"Begitulah, Pak. Orang-orang kota yang rakus itu kian menggerus penghidupan kita. Kehidupan kian sulit, penghidupan pun kian sakit," sahut istrinya.
"Lihatlah, bibit-bibit pohonku semakin sedikit. Sebagian sudah kutanam. Jika, orang rakus itu tak menggerus, setidaknya kita masih bisa menikmati kayu lima atau sepuluh tahun lagi."

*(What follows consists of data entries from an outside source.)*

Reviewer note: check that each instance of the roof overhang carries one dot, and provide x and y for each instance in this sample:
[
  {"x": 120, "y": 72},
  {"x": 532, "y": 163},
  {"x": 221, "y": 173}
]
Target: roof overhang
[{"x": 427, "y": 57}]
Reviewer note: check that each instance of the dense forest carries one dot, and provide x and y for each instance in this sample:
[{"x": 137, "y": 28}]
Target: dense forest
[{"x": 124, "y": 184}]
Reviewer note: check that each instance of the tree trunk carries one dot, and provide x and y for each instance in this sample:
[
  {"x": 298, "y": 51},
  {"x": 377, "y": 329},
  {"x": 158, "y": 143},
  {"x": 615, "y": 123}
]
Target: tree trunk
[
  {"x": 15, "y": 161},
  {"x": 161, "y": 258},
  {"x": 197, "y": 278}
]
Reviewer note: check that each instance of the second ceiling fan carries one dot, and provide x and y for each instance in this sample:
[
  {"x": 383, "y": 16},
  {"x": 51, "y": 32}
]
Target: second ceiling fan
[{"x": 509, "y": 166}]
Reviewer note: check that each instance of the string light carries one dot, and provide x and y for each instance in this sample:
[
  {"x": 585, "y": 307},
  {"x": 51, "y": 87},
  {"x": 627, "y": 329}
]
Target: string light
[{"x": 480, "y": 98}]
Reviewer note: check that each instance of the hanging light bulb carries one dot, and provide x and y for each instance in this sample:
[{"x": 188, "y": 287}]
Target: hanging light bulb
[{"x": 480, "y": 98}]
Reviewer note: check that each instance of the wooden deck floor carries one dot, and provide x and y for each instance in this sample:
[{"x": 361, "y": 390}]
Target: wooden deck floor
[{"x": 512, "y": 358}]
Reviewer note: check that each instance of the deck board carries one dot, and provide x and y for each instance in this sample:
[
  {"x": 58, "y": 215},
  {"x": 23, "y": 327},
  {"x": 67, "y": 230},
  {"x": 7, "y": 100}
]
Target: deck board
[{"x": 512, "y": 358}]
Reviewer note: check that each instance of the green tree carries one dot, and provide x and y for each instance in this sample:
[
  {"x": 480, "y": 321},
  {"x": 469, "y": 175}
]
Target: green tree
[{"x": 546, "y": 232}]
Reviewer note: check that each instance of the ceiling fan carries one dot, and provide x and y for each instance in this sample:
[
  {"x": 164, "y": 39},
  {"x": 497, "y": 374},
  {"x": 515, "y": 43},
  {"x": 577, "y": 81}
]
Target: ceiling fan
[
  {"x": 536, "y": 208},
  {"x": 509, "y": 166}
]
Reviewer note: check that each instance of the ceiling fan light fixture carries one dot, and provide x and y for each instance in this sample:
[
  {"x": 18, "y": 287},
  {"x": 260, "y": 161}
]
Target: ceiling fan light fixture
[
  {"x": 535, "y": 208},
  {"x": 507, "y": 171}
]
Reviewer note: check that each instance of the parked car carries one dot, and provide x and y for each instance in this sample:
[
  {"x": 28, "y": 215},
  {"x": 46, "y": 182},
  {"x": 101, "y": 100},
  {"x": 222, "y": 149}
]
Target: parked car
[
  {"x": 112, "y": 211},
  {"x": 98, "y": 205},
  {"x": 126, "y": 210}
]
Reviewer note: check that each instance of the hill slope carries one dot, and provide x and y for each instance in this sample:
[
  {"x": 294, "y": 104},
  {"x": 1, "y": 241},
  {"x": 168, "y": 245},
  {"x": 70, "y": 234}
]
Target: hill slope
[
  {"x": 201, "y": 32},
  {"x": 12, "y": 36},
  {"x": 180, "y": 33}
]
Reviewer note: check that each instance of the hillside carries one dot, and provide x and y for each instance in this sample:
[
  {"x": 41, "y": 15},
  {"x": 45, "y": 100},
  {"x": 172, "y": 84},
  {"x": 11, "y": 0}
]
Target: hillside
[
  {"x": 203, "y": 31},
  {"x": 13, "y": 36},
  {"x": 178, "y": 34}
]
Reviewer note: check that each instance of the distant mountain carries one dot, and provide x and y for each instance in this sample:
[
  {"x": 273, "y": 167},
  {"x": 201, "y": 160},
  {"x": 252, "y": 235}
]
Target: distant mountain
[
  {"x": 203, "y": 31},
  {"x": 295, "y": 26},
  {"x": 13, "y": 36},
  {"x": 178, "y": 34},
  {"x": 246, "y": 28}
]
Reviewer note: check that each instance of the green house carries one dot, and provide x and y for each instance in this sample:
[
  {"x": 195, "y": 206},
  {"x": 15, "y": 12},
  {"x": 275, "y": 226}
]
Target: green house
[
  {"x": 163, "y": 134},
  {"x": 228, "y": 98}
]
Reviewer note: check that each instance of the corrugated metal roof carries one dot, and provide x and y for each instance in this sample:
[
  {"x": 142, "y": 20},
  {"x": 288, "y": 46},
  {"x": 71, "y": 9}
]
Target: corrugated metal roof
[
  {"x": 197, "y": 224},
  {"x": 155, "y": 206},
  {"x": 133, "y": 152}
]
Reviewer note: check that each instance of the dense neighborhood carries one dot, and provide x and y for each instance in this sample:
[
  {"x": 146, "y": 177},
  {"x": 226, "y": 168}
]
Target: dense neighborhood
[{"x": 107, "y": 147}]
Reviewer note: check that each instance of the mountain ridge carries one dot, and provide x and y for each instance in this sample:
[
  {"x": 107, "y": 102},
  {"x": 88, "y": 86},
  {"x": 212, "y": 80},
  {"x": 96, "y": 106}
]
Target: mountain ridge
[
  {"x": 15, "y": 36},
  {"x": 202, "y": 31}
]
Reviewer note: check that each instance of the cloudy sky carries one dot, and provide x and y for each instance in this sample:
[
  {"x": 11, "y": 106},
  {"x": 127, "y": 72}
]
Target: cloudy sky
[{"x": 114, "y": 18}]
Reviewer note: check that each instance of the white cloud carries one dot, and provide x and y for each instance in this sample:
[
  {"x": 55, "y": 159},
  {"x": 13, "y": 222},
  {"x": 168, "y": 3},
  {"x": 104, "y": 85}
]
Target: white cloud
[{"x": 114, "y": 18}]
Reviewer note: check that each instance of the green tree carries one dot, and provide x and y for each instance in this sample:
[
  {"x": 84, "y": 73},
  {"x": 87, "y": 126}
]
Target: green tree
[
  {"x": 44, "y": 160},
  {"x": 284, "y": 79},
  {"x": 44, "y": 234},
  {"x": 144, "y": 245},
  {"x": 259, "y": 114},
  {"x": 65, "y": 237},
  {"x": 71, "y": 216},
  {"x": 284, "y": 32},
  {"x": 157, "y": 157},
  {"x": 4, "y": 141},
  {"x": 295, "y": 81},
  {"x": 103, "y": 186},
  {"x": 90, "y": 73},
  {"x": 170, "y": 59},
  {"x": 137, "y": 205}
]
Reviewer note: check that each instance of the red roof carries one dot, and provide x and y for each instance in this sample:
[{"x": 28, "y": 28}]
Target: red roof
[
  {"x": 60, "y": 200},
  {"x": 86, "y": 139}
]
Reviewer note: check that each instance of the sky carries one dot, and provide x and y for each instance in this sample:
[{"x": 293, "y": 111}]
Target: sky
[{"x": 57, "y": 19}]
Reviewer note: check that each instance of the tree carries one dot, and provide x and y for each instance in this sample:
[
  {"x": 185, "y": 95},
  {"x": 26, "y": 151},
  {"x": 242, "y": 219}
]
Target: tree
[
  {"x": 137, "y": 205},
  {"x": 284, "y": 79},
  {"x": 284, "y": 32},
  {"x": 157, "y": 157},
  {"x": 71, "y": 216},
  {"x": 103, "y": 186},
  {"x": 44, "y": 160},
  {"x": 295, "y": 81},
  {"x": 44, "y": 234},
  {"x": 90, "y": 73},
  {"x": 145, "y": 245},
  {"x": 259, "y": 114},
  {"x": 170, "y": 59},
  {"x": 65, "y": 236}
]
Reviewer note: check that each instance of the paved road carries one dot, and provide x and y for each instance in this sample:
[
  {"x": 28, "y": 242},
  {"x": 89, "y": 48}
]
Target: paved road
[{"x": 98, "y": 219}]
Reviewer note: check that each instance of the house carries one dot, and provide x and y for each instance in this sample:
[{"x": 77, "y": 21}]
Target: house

"Orang kota itu sakti, Pak. Mereka sedang asyik duduk santai di balik meja, tapi hutan dapat gundul hanya dengan perintahnya yang ia kirim ke anak buahnya."
"Begitulah, Bu. Orang sekarang kian canggih."
"Apa Bapak tidak tahu, tangan kanan dari orang kota itu si Wiryo dan antek-anteknya? Wiryo yang menjalankan mesin pemamah pohon-pohon di hutan itu."
"Wiryo anak Pak Slamet, Bu? Wah, dia menghalalkan segala cara demi uang. Tak menyadari dampak dari penggundulan hutan itu. Lama-lama, desa kita bisa terkubur karena longsor." Mbah Harso geram.
"Ini tehnya, Pak." Winarsih keluar dari dapur dengan segelas teh dan mengambil tempat di sebelah suaminya duduk.
"Kasihan anak cucu kita jika terus begini. Orang kota itu hanya mementingkan perutnya sendiri." Mbah Harso masih geram sambil menyeruput teh panas kental manis buatan Winarsih.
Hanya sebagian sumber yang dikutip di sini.